Listen to the text making note of the place, the situation, the people and what Jesus says and to who….. Share your insights.
This is the second time we have heard that Jesus family have had a lot of trouble accepting him and his message. See Mark 3:20ff. It must have been difficult for Mary and Jesus’ brothers and sisters to believe that their very own son and sibling was God! I mentioned the surprise a parent can get as their children become adults and become so much kore than they used to be. Reflect on your own experiences of having to accept the change in a child or a person or even a situation and how that has been for you.
The whole town is not coping with Jesus’ message and the change it requires in their assumptions about him, about God and about themselves. What do the four questions they ask reveal about them? (v 2-3)
I suggested that Jesus’ gifts of grace in all that happens in worship are for our comfort and healing. He serves us and helps us and we rest in his gifts given in worship. But on the other hand, this same Jesus gives these same gifts for transformation. His gifts of preached word, baptism, Lord’s Supper, Blessing, song, prayer and fellowship we share in him are given to send us out like the Twelve. Share your thoughts on this belief…..

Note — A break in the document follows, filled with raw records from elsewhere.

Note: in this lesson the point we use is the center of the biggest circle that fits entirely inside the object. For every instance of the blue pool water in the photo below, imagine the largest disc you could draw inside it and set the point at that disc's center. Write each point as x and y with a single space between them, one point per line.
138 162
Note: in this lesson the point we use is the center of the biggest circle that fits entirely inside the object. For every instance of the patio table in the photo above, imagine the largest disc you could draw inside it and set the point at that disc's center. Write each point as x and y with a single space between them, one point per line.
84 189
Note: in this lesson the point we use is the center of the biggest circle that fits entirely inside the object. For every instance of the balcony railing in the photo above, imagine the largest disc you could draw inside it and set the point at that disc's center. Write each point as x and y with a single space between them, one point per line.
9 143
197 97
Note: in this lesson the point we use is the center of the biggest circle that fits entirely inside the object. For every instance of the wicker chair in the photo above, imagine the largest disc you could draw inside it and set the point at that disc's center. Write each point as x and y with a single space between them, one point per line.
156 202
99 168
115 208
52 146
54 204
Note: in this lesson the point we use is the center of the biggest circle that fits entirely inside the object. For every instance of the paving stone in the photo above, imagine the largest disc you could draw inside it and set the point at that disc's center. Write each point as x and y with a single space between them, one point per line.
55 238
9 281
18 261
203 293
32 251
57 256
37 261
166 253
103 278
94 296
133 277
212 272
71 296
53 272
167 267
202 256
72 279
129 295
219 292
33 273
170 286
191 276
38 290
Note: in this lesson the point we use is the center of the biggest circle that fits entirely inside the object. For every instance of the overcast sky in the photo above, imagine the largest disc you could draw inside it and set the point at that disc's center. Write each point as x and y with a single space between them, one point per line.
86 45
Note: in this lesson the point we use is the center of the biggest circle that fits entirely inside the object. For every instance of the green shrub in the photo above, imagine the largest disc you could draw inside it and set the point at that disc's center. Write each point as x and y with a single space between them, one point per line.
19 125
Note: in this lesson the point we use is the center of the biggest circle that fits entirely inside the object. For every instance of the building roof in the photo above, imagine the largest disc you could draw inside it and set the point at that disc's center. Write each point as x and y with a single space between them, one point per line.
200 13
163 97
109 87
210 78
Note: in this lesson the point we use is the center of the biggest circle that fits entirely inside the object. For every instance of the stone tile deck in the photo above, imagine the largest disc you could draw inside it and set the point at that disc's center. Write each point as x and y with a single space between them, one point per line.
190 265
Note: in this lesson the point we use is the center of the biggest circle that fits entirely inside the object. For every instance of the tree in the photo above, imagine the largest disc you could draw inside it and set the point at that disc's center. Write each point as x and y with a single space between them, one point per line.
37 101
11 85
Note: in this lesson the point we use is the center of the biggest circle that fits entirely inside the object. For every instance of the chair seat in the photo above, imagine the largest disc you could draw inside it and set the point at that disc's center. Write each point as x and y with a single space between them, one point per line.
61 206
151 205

How is the message of the Twelve like that of John the Baptist and Jesus himself (Mark 1:4) and 1:14-15).
How has familiarity with Jesus and his Word and gifts blocked you from trusting him for who he is? How has familiarity sometimes stopped you from hearing his call to go, to be called by him, to work with him and others in his kingdom work among the people with whom you work and live….?
How does your family react to Jesus’ and the Apostle’s message in the Bible that we are sinners who need to repent and believe in the good news of God’s grace and love? Share your experiences? How does this affect you?
Where else is Jesus sending you to be his messenger of good news? How is that going for you? What kind of things would help you be more confident with this calling and where might you get those things?
Jesus, certainly does not let his hometown people stop his mission or the weaknesses or flaws of his Apostles. He is a teacher. He teaches them instead of condemning them in this text. Same for us. We share this mission to bear his good news message where we live. We share it as a local church. Do you think we are taking up our calling well? How could we improve?
PRAY: Lord, we thank you for our calling and for the grace we receive by your Word every day. Help us to live in the freedom that comes from your acceptance and love and speak of this when and where able wit confidence in your power and authority to transform us and others in the process. Amen.